Sad woman in a home office

7 reasons you didn’t get the job (that have nothing to do with you)

Melissa Allen|

Many of us have been in this situation: you spend hours preparing for a job interview, go in and wow them. You leave confident that you’ve nailed it and the position is yours. Then, you get the call! Only, it’s to tell you that while you were a great candidate, they are choosing not to move forward with your application. Or even worse, you don’t hear back from them at all. Despite doing everything right, you didn’t get the job. Sometimes, even if you think that you’re the perfect fit for the role, it just doesn’t happen, and then we tend to blame ourselves, or the organization.

The truth is, there’s a very good chance that you were the best person for the job, and the reason you didn’t get it actually has nothing to do with you. Here are seven potential reasons that you didn’t get the job (that have absolutely nothing to do with you).

1. They already have someone else in mind.

But due to their internal policies they have no choice but to open the position to everyone else first and hold a certain amount of interviews. It’s sneaky and not very nice but it happens.

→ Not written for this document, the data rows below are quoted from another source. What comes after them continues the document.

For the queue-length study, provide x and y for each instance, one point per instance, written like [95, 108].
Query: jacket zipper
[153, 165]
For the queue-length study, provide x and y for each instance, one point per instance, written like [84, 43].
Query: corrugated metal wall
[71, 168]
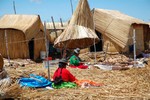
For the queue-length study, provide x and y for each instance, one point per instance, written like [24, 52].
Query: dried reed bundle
[107, 22]
[80, 31]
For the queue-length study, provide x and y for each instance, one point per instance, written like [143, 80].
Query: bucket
[43, 54]
[52, 63]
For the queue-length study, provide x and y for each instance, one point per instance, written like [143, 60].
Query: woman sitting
[62, 76]
[75, 61]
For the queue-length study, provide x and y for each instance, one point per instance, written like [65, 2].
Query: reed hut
[21, 36]
[80, 31]
[117, 28]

2. There was a corporate restructuring.

And now someone else has what would have been your responsibilities, or the position was eliminated altogether.

3. There actually is no role available for you.

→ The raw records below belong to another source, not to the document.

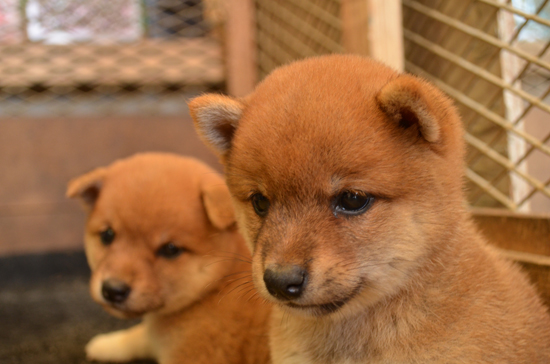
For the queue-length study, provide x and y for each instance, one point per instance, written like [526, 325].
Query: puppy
[347, 181]
[157, 227]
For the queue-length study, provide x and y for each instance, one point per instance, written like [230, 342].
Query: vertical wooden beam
[355, 26]
[511, 66]
[240, 47]
[374, 28]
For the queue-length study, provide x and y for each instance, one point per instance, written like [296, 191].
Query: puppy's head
[154, 223]
[346, 177]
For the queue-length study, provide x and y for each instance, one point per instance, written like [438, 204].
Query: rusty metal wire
[102, 56]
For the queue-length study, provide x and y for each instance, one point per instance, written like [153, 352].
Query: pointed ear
[216, 118]
[217, 201]
[86, 188]
[409, 101]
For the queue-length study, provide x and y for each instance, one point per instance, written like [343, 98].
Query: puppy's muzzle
[115, 291]
[285, 282]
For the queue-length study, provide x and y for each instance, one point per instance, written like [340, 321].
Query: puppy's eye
[169, 250]
[353, 203]
[107, 236]
[260, 203]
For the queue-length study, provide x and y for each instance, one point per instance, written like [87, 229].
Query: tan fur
[192, 306]
[409, 280]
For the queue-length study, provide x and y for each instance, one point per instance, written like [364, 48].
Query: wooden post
[240, 47]
[374, 28]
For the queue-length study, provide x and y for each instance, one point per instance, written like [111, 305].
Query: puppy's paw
[109, 347]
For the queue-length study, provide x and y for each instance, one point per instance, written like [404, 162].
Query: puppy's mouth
[325, 308]
[121, 311]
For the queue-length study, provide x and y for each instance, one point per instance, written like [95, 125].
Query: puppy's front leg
[120, 346]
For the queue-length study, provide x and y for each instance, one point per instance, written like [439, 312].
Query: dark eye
[107, 236]
[352, 203]
[260, 203]
[169, 250]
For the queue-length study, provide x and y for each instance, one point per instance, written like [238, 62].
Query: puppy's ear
[409, 101]
[217, 201]
[86, 188]
[216, 118]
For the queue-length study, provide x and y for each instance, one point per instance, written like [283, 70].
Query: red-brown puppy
[347, 181]
[161, 242]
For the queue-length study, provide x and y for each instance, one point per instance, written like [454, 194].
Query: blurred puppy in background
[157, 227]
[347, 181]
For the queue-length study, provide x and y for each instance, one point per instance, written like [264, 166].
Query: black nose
[285, 282]
[115, 291]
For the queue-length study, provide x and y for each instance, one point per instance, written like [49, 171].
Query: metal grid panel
[101, 56]
[292, 29]
[492, 57]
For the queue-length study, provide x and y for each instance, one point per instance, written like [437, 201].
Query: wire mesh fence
[491, 57]
[100, 56]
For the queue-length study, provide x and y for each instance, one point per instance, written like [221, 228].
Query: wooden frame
[240, 47]
[374, 28]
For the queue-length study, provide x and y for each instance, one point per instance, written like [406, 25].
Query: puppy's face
[344, 176]
[155, 222]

Sometimes companies, a manager, or HR rep will bring you in for a discussion because you have potential, and while there might not be a position for you now, there could be one in the future.

4. They lost their budget.

There is usually a pre-determined headcount budget that a company or division receives each year or quarter. This budget, like all others, must sometimes adapt to new or unforeseen circumstances.

5. The manager who wanted to hire you is no longer with the company.

The person you clicked with during the interview process, or who was your champion, may have left the company and the new person has a completely different idea of who should fill the role.

6. They’re talent-hoarding.

In the case of unscrupulous recruiters, sometimes there never was a job – they’re just trying to build up their ‘candidate farm’ to potentially profit from placing.

7. You were bad-mouthed.

The employer spoke to someone they know socially from a place you used to work (not your boss or actual reference) who speaks ill of working with you. The anecdotal red flag overrides your actual glowing references.

Pick yourself up and continue on with your job search, confident in what you have to offer – the right job for you is out there, waiting to be found.


Follow Workopolis


Category: Job Search Strategies, Latest News & Advice,
 
  • Bern Doyle

    I was once denied a job because i had intimidated one of the managers that i .interviewed with.

    • Canadianraptor

      Yup, threatening to break the person’s legs if you don’t get the job is a big turn off!

  • smscamp

    1. They have to meet Affirmative Action quotas, but just in case they can not find a remotely qualified, D – qualified person politically correct stereotyped as “marginalized” and “disadvantaged”, they have to take in members of “Advantaged”, “Privileged” racial and gender stereotyped groups

    2. You are too old or young – nothing politically incorrect with such age related stereotypes.

    3. You do are not of the hiring person(s) education, as many of such university educated HRs think only want to hire their own university educated kind, so even if the degree type stinks in communication, people and other skills required for the job, compared to non-university educated applicants, they will hire their own educated kind

    4. In most of Canada’s, public service, you do not speak French/bilingua, which many of the HR/Managers are Francophones/bilinguals and, sadly, many only want to hire their own linguistic kind, and not it is becoming more apparent, there is a growing number who only want to hire their own French speaking Francophone kind

    5. Looks, sorry folks, but it may be better to spend your money on boob jobs/six pack abs or liposuction, instead up getting more education

  • hjb

    Why invite for interview if they already have someone in mind?

    • m6tlogistics

      if they are a public service ( gov’t) company, one that bids for gov’t contracts or a unionized one-it is almost always in their hiring pre-requisites…

  • Canadianraptor

    A few years back I unfortunately became involved with #7. It was not bad-mouthing although it was, I guess, a “variation on a theme”! In our reception area, I met someone from a previous company who was in for an interview with my company for a Senior Director of Materials Management position. I had always kept in tough with my old boss and he informed me that the individual had been fired for a significant theft of company inventory, although he was not arrested (company’s choice)!. Afterwards, I discovered from talking to or HR Manager that this individual was in the top 3 candidates after the initial interview and was a slight favourite. I told him to do an urgent reference check with my other company’s HR Manager, who I knew very well, and who I had already talked to. I did not explain the exact reason why as I did not want to prejudice the discussion. Afterwards our HR manager thanked me for advising him to do the reference check first and told me we would just send him a “thank you” letter but that obviously they could not hire a thief. Did I feel bad, not a bit the guy was a thief!

  • John

    I would imagine that one would find it extremely difficult to cope with the Canadian mentality of political correctness and conservatism. Nobody seems to want to stand up and be counted or to make a decision.